What you've heard about gravel and hygiene may have been about the cycle. In smaller tanks the cycle isn't as important because you need to do frequent water changes no matter what, but in 5+ gallon thanks, cycling, or establishing a colony of beneficial ammonia-consuming bacteria, can help keep your tank's parameters stable and you won't have to do water changes as frequently. You need a filter to cycle your tank-it gives the bacteria a place to flourish-and having gravel or sand will give your tank another place for those bacteria to breed. If you do opt for gravel you can use a gravel vacuum to siphon the water out during a change. If you go for a bare bottom tank you can probably just siphon it out with airline tubing.

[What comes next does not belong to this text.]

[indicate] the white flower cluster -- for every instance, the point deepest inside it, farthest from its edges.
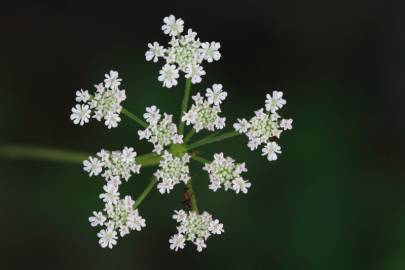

Either way it's much easier than dumping it all out !


----------



## skywillig (Feb 26, 2011)

@LolaQuigs
So in a 5 gallon (which is my terrarium) I need a filter? Or can I go without a filter? Is it possible to turn this into a permanent home for my betta?
I have a picture of the think filled up with 20L of water.


----------



## LolaQuigs (Mar 28, 2010)

You mentioned that the reason you couldn't get a tank is because of the cost, so I assume you don't have a bunch of money lying around for a filter. An unfiltered 5 gallon is fine, but once you do have some cash on hand it would definitely be worthwhile to invest in one. Without a filter I would say you'd need twice weekly water changes--one 50% and one 100%. If you do get a filter, keep up that schedule for at least a month while your tank cycles. Once it is cycled you can get by with one 50% water change per week.

The size of that tank is perfect for a betta! I'm glad to see it holds water nicely. My only concern would be that he might have a hard time coming up for air. I can't tell from that angle, how far do the different levels stick out? If he was at the very front of the tank and swam straight up, would he hit his head on any of the platforms, or would he reach the surface without a problem? 

Since it is clear glass, he might get trapped under a level, thinking he's at the top when he's really not. I would put some dark gravel or marbles on each level so he can tell the difference between the glass platforms and the actual surface of the water...if that makes sense lol. Then moniter him closely and make sure that he is definitely able to find his way to the top without any trouble.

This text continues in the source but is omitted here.